The City of Camden has filed a lawsuit alleging that developer Carl Dranoff schemed to withhold $9 million owed to the city as part of his 2002 deal for tax breaks to renovate the vacant Victor Building into an apartment tower.

Lawyers for Camden claim in the suit filed Monday in Camden County Superior Court that Dranoff’s Victor Urban Development LLC agreed to pay the city a share of its gains from the 349-apartment Victor Building if they surpassed a certain threshold, but that the LLC failed to document its profits to avoid doing so.

The suit marks an escalation in a legal battle that’s raged between Dranoff and Camden since the Philadelphia-based developer asked the city to transfer the tax-break deal to Apartment Investment & Management Co., or Aimco, which had been under contract to buy the Victor Building.

Dranoff alleged in a separate lawsuit filed in June that Camden officials were in breach of a contractual obligation to process that transfer. Judge Noel L. Hillman of U.S. District Court in Camden is reviewing motions filed as part of that suit.

Camden “will not be bullied by threats or intimidated by those seeking to advance their own personal wealth at the cost of the taxpayers,” Mayor Frank Moran said in a statement Monday announcing the city’s complaint. “The city is committed to collecting every tax dollar owed to it.”

In a statement Tuesday, Dranoff Properties characterized the lawsuit as “nothing more than a willful and intentional, bad faith retaliation for the suit we were forced to file in federal court.”

“The city refused to even consider the request as it was required to do,” the company said. “It is Dranoff, not the city, who has been harmed, and intentionally so.”

Dranoff’s 2002 deal with Camden — part of the city’s urban revitalization efforts — exempted Dranoff’s Victor Urban Development from property taxes on the apartments for 30 years in exchange for an agreement to pay a much-reduced “service charge,” along with any “excess net profits,” the city’s lawyers wrote in the lawsuit.

The deal defined the excess profits as anything over 1.25 percent more than the developer’s mortgage on the project, according to the suit.

Denver-based Aimco had intended to buy the Victor Building for $71 million as part of a package deal comprising six properties in and around Philadelphia but had made the Camden purchase conditional on the tax break’s transfer, Dranoff’s lawyers said in his earlier complaint.

Aimco said last month in its quarterly earnings documents that it had terminated its deal for the Victor apartments “due to the lack of required approvals from the City of Camden."

Camden’s new claim accuses Dranoff and his companies of fraud, breach of contract, civil conspiracy, and other counts.

The city claims that Victor Urban Development neglected for more than 14 years to provide annual reports on the Victor project’s financial performance, as it had agreed to do under the terms of its 2002 deal to document excess profits owed to the city.

Victor Urban Development released a financial report covering 2002 through 2017 in March, shortly before Dranoff asked Camden officials to transfer the Victor tax deal to Aimco, but the documents included no excess net-profit calculations, prompting the city to declare the developer in default of its agreement, according to the lawsuit.
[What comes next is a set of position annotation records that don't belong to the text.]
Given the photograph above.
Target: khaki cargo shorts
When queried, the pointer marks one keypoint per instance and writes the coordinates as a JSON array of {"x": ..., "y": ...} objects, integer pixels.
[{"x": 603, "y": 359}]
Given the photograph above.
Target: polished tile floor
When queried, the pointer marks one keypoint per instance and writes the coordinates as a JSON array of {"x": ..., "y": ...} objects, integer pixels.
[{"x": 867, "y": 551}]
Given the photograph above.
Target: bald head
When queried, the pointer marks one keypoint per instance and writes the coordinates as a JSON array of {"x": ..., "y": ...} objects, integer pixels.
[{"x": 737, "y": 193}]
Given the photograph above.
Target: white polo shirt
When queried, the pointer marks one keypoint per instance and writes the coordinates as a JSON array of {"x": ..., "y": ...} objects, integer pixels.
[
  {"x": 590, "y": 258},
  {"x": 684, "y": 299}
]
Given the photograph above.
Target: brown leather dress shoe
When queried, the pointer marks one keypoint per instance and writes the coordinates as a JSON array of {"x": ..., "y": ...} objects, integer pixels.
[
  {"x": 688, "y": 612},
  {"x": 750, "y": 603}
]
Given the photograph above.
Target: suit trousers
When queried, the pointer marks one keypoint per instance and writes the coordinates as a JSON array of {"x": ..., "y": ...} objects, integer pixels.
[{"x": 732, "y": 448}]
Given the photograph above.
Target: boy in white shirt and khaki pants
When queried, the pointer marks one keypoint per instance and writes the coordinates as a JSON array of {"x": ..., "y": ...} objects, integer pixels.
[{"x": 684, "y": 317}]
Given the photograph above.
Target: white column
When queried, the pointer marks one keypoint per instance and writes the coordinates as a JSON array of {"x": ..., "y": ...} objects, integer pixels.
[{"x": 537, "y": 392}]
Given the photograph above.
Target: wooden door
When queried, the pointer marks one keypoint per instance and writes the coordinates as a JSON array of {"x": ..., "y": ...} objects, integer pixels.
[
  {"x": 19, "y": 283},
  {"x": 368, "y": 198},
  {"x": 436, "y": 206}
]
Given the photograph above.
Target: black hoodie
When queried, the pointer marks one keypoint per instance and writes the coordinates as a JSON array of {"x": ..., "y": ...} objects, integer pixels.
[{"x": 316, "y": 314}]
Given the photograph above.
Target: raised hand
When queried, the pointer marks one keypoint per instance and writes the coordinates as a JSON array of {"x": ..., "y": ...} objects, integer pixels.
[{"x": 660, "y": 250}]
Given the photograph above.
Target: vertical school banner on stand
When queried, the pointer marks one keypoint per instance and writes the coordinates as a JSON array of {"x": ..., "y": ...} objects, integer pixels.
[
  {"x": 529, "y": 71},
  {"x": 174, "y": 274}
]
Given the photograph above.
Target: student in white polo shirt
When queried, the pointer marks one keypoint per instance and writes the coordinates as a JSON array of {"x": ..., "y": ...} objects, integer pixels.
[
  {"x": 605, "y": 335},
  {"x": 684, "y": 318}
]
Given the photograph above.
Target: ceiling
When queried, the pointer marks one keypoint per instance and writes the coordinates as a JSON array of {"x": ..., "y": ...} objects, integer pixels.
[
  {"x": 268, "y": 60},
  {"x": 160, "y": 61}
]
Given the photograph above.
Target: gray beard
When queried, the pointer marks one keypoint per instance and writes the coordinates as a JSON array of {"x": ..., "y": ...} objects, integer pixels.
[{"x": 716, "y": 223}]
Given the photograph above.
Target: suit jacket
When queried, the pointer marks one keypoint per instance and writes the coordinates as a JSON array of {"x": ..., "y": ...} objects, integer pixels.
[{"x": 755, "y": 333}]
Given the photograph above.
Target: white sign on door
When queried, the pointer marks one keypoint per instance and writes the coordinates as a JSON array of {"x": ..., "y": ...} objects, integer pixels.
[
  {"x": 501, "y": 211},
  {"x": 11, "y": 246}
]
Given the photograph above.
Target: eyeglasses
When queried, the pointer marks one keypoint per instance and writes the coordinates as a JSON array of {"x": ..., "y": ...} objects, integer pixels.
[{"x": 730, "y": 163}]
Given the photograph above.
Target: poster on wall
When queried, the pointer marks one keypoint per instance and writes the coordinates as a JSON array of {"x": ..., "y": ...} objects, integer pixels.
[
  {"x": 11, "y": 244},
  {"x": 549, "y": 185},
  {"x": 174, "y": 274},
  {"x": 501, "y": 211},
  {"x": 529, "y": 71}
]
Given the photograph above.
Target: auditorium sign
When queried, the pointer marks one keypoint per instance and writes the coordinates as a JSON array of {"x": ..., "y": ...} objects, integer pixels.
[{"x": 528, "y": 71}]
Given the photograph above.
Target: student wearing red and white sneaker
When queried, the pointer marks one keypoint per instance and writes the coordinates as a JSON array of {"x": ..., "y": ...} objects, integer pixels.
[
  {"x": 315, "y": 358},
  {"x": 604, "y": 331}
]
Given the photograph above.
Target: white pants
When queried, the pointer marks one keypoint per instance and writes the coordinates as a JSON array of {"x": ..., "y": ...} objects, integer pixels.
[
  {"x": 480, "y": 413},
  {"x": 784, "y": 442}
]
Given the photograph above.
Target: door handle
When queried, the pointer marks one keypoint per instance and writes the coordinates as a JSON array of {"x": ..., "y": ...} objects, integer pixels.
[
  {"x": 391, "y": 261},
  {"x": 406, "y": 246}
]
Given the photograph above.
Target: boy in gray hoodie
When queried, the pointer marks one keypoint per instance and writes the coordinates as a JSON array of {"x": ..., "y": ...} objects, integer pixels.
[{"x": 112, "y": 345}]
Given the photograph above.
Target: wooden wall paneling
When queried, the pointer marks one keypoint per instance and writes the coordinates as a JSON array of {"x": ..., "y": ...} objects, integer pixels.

Based on subsequent financial disclosures by the developer, Camden officials deduced that excess profits owed the city were instead being retained by another Dranoff-controlled entity, Victor Associates LP, which was listed as Victor Urban Development’s tenant on a ground lease at the site, according to the suit.

A financial consultant for the city calculated that $9 million had been unjustly withheld, William M. Tambussi, a lawyer for Camden, said in an interview.
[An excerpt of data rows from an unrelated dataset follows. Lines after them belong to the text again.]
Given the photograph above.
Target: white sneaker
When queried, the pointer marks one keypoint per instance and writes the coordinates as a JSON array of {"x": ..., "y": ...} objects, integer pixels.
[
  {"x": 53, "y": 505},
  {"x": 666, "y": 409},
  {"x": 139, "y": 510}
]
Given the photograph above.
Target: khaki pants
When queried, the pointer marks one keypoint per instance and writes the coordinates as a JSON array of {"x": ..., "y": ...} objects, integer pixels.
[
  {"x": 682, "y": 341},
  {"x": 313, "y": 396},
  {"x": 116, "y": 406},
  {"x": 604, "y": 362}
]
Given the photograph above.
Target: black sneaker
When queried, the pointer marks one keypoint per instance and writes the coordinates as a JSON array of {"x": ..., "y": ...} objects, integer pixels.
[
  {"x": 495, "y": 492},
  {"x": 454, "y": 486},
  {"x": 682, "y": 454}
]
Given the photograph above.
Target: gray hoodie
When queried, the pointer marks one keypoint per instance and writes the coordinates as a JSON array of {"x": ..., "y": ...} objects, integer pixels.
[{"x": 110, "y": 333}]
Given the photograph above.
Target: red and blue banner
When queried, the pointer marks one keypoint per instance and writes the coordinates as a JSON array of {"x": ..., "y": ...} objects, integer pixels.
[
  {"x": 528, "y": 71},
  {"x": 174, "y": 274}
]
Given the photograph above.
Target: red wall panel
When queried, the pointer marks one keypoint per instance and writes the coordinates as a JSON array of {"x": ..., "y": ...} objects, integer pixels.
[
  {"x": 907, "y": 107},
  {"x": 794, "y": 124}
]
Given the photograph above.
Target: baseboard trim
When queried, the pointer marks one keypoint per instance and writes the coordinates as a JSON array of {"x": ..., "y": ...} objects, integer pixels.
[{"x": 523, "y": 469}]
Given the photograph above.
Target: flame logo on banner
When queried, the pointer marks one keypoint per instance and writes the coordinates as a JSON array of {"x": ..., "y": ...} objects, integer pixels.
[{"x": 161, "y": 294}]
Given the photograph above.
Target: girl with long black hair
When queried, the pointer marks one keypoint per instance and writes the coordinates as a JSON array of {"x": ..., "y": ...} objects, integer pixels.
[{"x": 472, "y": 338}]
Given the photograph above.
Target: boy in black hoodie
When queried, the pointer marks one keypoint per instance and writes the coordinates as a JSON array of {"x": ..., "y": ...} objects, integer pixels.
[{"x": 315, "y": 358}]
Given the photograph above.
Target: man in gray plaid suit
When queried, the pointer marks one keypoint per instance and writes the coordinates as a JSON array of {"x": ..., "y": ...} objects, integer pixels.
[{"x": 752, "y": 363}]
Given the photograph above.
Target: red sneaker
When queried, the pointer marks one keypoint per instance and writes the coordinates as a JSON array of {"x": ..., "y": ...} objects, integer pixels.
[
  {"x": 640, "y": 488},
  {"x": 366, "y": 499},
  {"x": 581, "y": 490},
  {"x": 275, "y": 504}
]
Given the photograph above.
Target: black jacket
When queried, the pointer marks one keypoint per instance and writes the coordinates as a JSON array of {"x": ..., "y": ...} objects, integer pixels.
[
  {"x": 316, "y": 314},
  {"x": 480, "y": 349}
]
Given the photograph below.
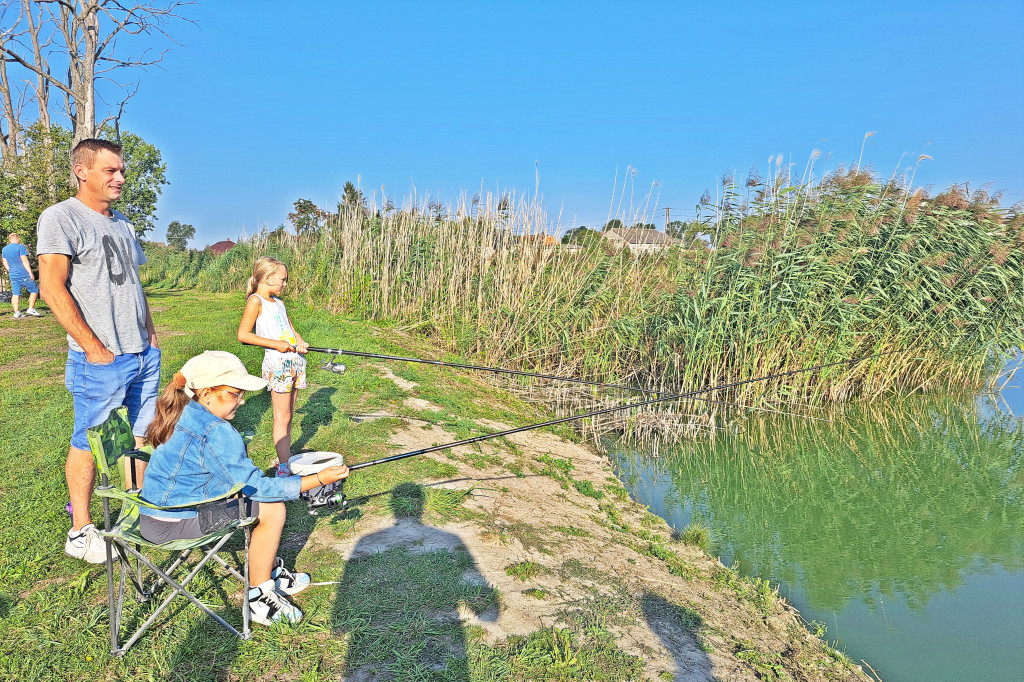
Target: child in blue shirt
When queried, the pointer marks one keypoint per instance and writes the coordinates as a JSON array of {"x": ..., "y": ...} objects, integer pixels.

Camden also accuses Dranoff in its suit of stymieing the revitalization of a nearby vacant building known as Radio Lofts, which also had been part of the RCA Victor plant complex on the Delaware River waterfront, by clinging to redevelopment rights to the property that the city believes have lapsed.

The city would like to offer the building for redevelopment into some commercial use that could qualify for New Jersey tax breaks for job-creating projects, but Dranoff has held the building “hostage” by asserting his redevelopment rights to pressure officials into processing the tax-break transfer, according to the suit.

“The defendants have attempted to use valuable city property as leverage to pressure the city’s administration into complying with their demands,” Tambussi wrote in the complaint. Camden now seeks “to obtain legal relief — and substantial revenue — to which the city taxpayers are contractually and lawfully entitled.”

In his company’s statement, Dranoff said he “has met every obligation to the City over the past 14 years, paying over $2.8 million in taxes.”

“The idea that we received ‘excess profits’ is false and malicious," he said. "The city has no appreciation for the work I’ve done to revitalize the community and their vindictive actions will only undermine redevelopment efforts going forward.”